Source: Isaac Audu, “Civil Servants Took N450 Billion Bribe in 2010, Says TI,”, December 28, 2011.

In 2011, the rate of counterfeit Nokia phones in Nigeria was reported to be 4 percent.

Source: Zakariyya Adaramola, “Counterfeit Phones Reduce to Four Percent in the Country – Nokia,” All Africa, November 14, 2011.


In the first 9 months of 2011, authorities in Malaysia arrested 601 foreign nationals for drug smuggling activities within the country. Citizens from Iran and Nigeria were the countries where most of the citizens who were arrested came from.

In the same time period of 2010, authorities arrested 382 drug smugglers in Malaysia.

Source: Julia Yeow, “Drug Trafficking Arrests Nearly Double in Malaysia,” Jakarta Globe, September 27, 2011.

Unwanted babies are reported to be sold for $4,520 to $6,450 (750,000 to 1 Million Nigerian Naira) to brokers in Nigeria. Many of the women who sell their babies hide their pregnancy from their husbands.

Source: Ishola Balogun, “Baby factories: How pregnancies, deliveries are framed,” Vanguard, September 2, 2011.

According to the United Nations Interregional Crime and Justice Research Institute, there are over 10,000 women from Nigeria who were trafficked to Italy to work as prostitutes.

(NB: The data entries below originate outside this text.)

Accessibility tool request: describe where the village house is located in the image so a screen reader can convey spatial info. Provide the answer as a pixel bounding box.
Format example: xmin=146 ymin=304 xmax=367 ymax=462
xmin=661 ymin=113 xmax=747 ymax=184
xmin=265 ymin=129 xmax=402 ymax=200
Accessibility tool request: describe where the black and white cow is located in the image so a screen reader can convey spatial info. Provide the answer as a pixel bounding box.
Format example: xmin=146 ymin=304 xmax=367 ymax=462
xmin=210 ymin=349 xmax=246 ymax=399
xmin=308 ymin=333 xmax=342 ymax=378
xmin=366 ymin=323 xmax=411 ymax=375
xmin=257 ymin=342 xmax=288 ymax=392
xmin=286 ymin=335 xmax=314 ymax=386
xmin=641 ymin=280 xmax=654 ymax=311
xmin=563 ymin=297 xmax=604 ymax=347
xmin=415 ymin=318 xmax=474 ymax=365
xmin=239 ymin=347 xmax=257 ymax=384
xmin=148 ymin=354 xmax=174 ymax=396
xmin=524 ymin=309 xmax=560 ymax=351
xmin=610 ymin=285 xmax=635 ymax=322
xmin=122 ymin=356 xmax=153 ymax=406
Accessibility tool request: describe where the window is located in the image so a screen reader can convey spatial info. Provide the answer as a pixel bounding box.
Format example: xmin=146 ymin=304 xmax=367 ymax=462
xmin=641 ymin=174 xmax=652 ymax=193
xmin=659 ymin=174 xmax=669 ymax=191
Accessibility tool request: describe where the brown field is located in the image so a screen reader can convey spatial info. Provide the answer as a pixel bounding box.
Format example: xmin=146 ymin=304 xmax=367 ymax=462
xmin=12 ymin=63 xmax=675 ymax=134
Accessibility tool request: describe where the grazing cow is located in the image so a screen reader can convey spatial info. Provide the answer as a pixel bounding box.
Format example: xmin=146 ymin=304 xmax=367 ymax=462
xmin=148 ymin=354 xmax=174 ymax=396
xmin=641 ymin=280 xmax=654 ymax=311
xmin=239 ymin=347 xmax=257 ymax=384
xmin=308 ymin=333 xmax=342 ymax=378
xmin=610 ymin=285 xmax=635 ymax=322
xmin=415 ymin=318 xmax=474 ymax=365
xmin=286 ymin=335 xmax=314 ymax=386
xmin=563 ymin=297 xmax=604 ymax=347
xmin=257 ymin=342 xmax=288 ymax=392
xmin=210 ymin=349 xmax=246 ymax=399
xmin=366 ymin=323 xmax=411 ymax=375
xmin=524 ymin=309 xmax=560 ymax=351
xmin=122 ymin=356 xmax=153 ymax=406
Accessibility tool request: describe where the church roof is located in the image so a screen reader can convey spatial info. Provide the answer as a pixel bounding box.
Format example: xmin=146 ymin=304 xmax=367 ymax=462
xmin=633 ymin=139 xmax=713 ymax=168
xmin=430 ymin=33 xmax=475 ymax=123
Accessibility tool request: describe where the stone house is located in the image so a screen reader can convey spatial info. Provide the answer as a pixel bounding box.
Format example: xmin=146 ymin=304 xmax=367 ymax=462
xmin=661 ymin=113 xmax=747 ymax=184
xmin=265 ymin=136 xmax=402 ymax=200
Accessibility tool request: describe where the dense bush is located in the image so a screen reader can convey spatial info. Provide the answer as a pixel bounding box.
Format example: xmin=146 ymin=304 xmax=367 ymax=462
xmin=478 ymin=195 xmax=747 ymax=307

(Additional prostitution statistics.)

Source: Juliana Ruhfus, “The Nigerian Connection,” Al Jazeera, August 11, 2011.

Up to 10 children are sold each day to traffickers in Nigeria, according to the United Nations.

Depending on the sex of the baby, babies are sold for up to $6,400.

(Latest statistics about human trafficking.)

Source: David Smith, “Nigerian ‘baby farm’ raided – 32 pregnant girls rescued,” Guardian, June 2, 2011.

Oil company Shell reported losing 22,310 barrels of oil from 112 incidents of oil smuggling theft and sabotage in 2010.

187 people were arrested by security agents who were invovled in oil smuggling activities. 28 barges, 20 tankers, 15 vehicles and 38 other boats that were invovled in the smuggling of oil was also seized by authorities in 2010.

Source: AFP, “27,580 barrels of Shell oil spilt in Nigeria in 2010,” Google News, May 27, 2011.

600,000 barrels of oil is being loss in Nigeria each year, according to the Maritime Industry Advocacy Initiative.

Based 0n the value of oil on the day of the press report, the annual losses to oil smuggling to Nigeria is $24.64 Billion a year.

Source: Valerie Anofoochi, “N3.7tn lost yearly to illegal bunkering In Nigeria,” Daliy Times, May 20, 2011.

95 percent of all drug arrests in Nigeria in 2009 were for outgoing heroin and cocaine smuggling, according to the United Nations Office on Drug and Crime.